Andreas Pereira has been waiting in the wings for his chance at Manchester United for a while now, having gone out on loan to La Liga clubs Granada and Valencia in the past two seasons respectively. At one point, it was unlikely that he would ever make the grade at the club, but his impressive performances in pre-season in the absence of Nemanja Matic convinced Jose Mourinho to start the Brazilian in United’s first league game of the season, against Leicester City. It is important to note that Pereira has spent the majority of his career as an attacking midfielder, either centrally or on the flanks, and therefore he is new to a role as the deepest midfielder in a 4-3-3. Nevertheless, it is in this position that Mourinho sees Pereira thriving, and his performances in pre-season as well as against Leicester suggest that the United boss may have got this call correct.
Perhaps the most important tactical aspect for the ‘pivot’ in a 4-3-3 is his positional intelligence. The player tasked with playing in this role has to have superb spatial awareness, as his position on the field potentially affects that of every other outfield player. Despite this being his first season playing in such a role, Pereira was superb positionally, varying his whereabouts on the pitch in accordance with the phase of play and the location of the ball. His heat map and touch map from the game, provided below, will illustrate this further:
Pereira usually dropped in between, or rather, just in front of Eric Bailly and Victor Lindelof, United’s centre-backs, which allowed them to move wider, and thus also allowed the full-backs to get further up the pitch. This was not rigid though; the Brazilian was intelligent enough to move up the pitch when needed, especially on the left when Pogba surged upfield.
This positional awareness was extremely important to United’s build-up play, and contributed towards the Brazilian’s excellence on the ball as well.
As stated above, Pereira was superb on the ball, with a 91.4% pass success rate. The nature of his role becomes more evident when we look deeper into the numbers: Pereira made 58 passes during the game, of which only 9 were long passes and 1 was a through ball, while he only attempted to find a teammate in the final third of the pitch 10 times. This shows that the Brazilian’s remit was to recycle possession and maintain the tempo of United’s passing. It was not his job to provide defence-splitting passes; rather, it was to give the ball to the players who would do that. Nevertheless, the simplicity of this role was extremely important in ensuring that United maintained a decent tempo throughout the game, rarely slowing down or keeping the ball for the sake of it.
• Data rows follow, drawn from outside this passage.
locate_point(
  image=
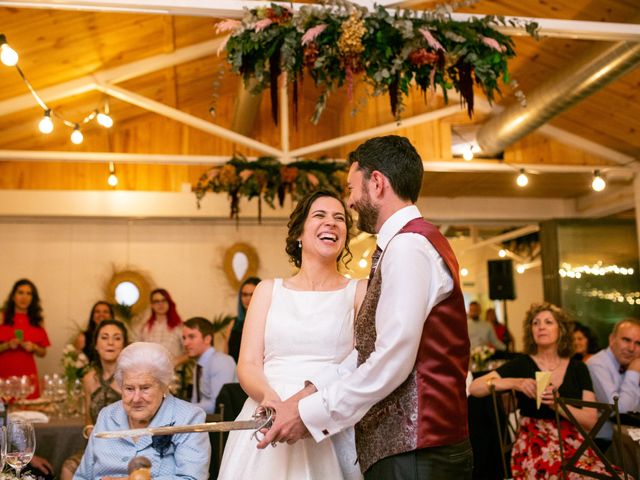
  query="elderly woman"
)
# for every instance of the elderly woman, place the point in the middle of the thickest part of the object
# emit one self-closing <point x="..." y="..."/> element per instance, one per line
<point x="548" y="343"/>
<point x="143" y="373"/>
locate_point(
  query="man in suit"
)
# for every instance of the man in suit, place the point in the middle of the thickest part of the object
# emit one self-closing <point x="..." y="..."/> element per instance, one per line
<point x="404" y="385"/>
<point x="213" y="369"/>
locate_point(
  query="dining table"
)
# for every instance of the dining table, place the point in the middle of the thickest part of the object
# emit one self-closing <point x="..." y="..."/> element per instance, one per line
<point x="58" y="439"/>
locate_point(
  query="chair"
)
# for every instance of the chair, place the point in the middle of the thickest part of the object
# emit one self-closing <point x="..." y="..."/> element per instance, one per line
<point x="217" y="447"/>
<point x="505" y="409"/>
<point x="606" y="411"/>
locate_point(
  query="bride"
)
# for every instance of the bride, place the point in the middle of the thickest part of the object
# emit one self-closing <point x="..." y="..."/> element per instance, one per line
<point x="294" y="330"/>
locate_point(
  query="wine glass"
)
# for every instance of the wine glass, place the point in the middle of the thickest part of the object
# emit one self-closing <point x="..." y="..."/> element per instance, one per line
<point x="21" y="445"/>
<point x="3" y="446"/>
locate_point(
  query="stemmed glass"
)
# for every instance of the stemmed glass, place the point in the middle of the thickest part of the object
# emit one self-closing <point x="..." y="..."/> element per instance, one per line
<point x="21" y="445"/>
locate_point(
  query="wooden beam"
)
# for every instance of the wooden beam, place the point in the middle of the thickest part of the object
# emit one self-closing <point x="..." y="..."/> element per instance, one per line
<point x="187" y="119"/>
<point x="113" y="75"/>
<point x="549" y="27"/>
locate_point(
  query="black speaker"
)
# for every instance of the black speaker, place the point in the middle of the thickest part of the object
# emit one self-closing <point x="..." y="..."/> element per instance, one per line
<point x="501" y="285"/>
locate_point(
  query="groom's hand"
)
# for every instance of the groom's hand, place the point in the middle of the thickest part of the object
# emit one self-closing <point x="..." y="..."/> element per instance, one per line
<point x="287" y="427"/>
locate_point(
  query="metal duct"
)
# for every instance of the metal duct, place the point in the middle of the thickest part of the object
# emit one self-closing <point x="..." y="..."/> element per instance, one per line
<point x="567" y="87"/>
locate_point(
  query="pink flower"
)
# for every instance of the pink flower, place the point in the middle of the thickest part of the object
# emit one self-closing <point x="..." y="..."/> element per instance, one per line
<point x="493" y="43"/>
<point x="311" y="34"/>
<point x="262" y="24"/>
<point x="433" y="43"/>
<point x="227" y="26"/>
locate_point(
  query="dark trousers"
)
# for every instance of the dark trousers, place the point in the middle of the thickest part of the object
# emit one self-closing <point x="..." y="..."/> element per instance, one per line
<point x="436" y="463"/>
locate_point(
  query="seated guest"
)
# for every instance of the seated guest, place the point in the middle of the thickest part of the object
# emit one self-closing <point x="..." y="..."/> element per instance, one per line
<point x="585" y="343"/>
<point x="84" y="341"/>
<point x="213" y="369"/>
<point x="481" y="333"/>
<point x="144" y="372"/>
<point x="616" y="372"/>
<point x="548" y="344"/>
<point x="100" y="388"/>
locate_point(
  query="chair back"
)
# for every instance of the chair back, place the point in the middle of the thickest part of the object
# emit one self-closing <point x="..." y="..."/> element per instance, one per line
<point x="605" y="412"/>
<point x="505" y="408"/>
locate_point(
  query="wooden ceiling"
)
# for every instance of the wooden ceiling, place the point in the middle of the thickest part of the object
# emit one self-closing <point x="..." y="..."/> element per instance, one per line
<point x="58" y="46"/>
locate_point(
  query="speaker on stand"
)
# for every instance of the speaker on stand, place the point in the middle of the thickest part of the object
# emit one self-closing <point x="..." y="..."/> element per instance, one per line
<point x="501" y="286"/>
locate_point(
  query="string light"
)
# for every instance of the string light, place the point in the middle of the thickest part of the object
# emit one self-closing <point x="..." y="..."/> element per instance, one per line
<point x="598" y="184"/>
<point x="8" y="55"/>
<point x="113" y="179"/>
<point x="522" y="179"/>
<point x="46" y="124"/>
<point x="76" y="136"/>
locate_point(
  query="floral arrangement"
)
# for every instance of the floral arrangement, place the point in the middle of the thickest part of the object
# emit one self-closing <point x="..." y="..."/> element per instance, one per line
<point x="268" y="179"/>
<point x="480" y="355"/>
<point x="75" y="364"/>
<point x="339" y="42"/>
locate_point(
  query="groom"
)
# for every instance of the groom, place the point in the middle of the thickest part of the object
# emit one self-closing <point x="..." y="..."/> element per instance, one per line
<point x="404" y="385"/>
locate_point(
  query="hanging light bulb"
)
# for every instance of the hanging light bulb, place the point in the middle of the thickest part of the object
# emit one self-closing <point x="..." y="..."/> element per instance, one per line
<point x="46" y="124"/>
<point x="105" y="120"/>
<point x="76" y="135"/>
<point x="8" y="55"/>
<point x="598" y="184"/>
<point x="468" y="154"/>
<point x="112" y="180"/>
<point x="522" y="179"/>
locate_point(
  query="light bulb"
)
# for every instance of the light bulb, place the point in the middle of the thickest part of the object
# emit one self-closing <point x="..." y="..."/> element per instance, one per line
<point x="105" y="120"/>
<point x="76" y="136"/>
<point x="598" y="183"/>
<point x="46" y="124"/>
<point x="522" y="179"/>
<point x="8" y="55"/>
<point x="112" y="180"/>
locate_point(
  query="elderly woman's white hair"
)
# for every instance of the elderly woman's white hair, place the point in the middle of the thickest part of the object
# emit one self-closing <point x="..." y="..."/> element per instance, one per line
<point x="146" y="357"/>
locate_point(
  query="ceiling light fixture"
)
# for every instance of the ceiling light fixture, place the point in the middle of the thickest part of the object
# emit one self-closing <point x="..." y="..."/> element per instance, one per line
<point x="8" y="55"/>
<point x="468" y="153"/>
<point x="522" y="179"/>
<point x="598" y="184"/>
<point x="46" y="124"/>
<point x="112" y="180"/>
<point x="76" y="136"/>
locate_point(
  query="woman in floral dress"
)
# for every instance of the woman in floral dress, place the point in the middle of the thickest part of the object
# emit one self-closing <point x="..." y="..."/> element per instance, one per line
<point x="548" y="343"/>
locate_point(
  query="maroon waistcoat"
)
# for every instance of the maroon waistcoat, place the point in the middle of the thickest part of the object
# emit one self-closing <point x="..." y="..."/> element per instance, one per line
<point x="429" y="408"/>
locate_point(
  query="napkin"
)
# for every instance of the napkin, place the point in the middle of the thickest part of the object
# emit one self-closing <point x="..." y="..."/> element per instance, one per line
<point x="28" y="416"/>
<point x="542" y="382"/>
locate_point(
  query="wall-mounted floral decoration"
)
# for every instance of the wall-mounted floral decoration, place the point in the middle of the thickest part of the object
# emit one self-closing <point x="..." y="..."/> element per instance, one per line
<point x="338" y="43"/>
<point x="268" y="179"/>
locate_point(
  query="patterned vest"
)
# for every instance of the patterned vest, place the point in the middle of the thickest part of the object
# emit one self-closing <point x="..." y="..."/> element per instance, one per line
<point x="429" y="408"/>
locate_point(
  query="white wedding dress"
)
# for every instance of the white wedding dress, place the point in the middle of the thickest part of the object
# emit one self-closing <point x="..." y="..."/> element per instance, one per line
<point x="305" y="332"/>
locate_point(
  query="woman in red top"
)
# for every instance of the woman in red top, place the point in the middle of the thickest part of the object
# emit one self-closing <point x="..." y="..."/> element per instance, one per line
<point x="22" y="334"/>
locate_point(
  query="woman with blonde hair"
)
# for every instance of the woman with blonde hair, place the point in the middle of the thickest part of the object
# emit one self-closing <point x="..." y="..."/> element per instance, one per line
<point x="548" y="344"/>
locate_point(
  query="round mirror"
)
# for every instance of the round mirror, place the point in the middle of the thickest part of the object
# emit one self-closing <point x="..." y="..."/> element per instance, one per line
<point x="240" y="263"/>
<point x="127" y="293"/>
<point x="130" y="289"/>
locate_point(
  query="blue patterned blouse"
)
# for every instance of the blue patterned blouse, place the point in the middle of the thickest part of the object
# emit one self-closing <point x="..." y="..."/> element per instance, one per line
<point x="183" y="456"/>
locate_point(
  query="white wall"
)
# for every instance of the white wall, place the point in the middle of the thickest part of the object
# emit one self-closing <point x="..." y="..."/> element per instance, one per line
<point x="70" y="261"/>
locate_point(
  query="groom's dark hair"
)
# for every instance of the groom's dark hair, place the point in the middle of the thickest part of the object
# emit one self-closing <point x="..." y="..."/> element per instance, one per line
<point x="396" y="159"/>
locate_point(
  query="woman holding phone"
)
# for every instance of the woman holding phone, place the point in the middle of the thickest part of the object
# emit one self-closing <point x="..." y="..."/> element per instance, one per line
<point x="21" y="333"/>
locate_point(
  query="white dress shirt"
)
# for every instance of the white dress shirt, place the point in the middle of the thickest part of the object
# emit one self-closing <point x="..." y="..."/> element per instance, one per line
<point x="414" y="280"/>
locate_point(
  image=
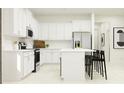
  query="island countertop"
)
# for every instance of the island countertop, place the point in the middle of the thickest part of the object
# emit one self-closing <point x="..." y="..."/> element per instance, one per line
<point x="76" y="50"/>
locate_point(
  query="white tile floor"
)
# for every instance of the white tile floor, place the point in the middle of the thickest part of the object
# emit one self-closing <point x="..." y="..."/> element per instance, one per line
<point x="49" y="73"/>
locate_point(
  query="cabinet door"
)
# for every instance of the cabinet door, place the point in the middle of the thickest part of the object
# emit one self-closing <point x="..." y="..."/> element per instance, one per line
<point x="68" y="31"/>
<point x="26" y="65"/>
<point x="35" y="29"/>
<point x="52" y="31"/>
<point x="31" y="62"/>
<point x="44" y="31"/>
<point x="16" y="21"/>
<point x="22" y="23"/>
<point x="60" y="31"/>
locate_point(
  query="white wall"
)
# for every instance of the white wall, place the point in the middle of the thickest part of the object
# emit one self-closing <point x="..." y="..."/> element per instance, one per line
<point x="66" y="18"/>
<point x="116" y="55"/>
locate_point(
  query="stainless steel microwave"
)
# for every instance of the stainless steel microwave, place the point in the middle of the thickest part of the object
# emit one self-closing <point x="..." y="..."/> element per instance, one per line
<point x="29" y="32"/>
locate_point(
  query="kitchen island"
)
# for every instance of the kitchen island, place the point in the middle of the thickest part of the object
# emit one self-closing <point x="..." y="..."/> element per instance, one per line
<point x="72" y="64"/>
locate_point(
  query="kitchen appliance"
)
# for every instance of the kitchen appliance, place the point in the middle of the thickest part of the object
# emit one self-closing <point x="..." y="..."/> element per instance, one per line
<point x="36" y="60"/>
<point x="82" y="40"/>
<point x="39" y="44"/>
<point x="29" y="32"/>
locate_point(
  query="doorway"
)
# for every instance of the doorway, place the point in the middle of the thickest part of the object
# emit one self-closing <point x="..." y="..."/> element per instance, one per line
<point x="102" y="38"/>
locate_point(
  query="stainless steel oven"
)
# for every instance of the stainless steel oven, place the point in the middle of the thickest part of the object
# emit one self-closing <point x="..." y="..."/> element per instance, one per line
<point x="36" y="60"/>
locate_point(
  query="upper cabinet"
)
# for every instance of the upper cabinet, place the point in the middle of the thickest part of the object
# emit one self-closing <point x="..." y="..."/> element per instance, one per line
<point x="81" y="25"/>
<point x="56" y="31"/>
<point x="16" y="20"/>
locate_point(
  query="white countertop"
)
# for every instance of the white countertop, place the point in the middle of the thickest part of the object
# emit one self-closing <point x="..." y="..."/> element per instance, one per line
<point x="76" y="50"/>
<point x="23" y="50"/>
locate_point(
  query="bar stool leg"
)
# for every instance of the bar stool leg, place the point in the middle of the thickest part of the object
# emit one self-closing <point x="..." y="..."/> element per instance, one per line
<point x="92" y="70"/>
<point x="105" y="70"/>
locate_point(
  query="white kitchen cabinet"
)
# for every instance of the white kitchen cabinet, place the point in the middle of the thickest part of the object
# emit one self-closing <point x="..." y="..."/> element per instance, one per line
<point x="10" y="21"/>
<point x="56" y="31"/>
<point x="18" y="63"/>
<point x="22" y="23"/>
<point x="68" y="31"/>
<point x="60" y="31"/>
<point x="52" y="31"/>
<point x="28" y="62"/>
<point x="28" y="17"/>
<point x="35" y="29"/>
<point x="81" y="25"/>
<point x="14" y="20"/>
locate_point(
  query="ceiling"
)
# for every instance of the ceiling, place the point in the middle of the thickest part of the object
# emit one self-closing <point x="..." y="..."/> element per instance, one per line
<point x="77" y="11"/>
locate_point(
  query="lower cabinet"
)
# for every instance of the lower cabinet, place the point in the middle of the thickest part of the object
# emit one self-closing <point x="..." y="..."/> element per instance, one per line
<point x="28" y="63"/>
<point x="49" y="56"/>
<point x="17" y="64"/>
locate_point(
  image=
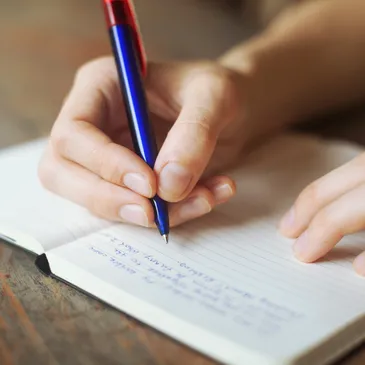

He would usually find a man in space, rarely passing to a teammate under pressure or otherwise unable to receive the ball. While this may seem like a basic requirement from a midfielder, its execution is vitally important to a team’s ball retention and positional strategy, and the Brazilian did a fantastic job to make sure that United did not lose their structure through a poor pass. A few examples of the intelligence of Pereira’s passing are shown below:
As the deepest member of the midfield trio, Pereira would have to put in his share of defensive work. He is not the most imposing physical specimen, but once again, his job was not to use brute force, but rather to position himself intelligently enough to reduce scoring opportunities for Leicester. This is once again borne out by the stats: Pereira made 5 interceptions in the game, the most of any United player, while also chipping in with 3 tackles, only fewer than Matteo Darmian. Pereira occupied the zone in front of United’s defence and was usually at arm’s length from his direct opponent, James Maddison. His positioning and its role in shutting down Leicester attacks are illustrated below:
Andreas Pereira did exceptionally well in a position that he is not accustomed to playing in for Manchester United, and his success there has given Jose Mourinho another midfield option to consider for upcoming games. Nemanja Matic looks certain to be the first-choice player for that position when fit, but the Serbian was extremely overworked last season and looked quite tired as the campaign wore on. Pereira provides capable backup for Matic, and his skill-set would certainly allow him to deputise for Fred and Pogba as well. It is thus worth keeping an eye on one of Old Trafford’s biggest prospects this season, who at the age of 22 may finally establish himself amidst a familiar environment, albeit in an unfamiliar role.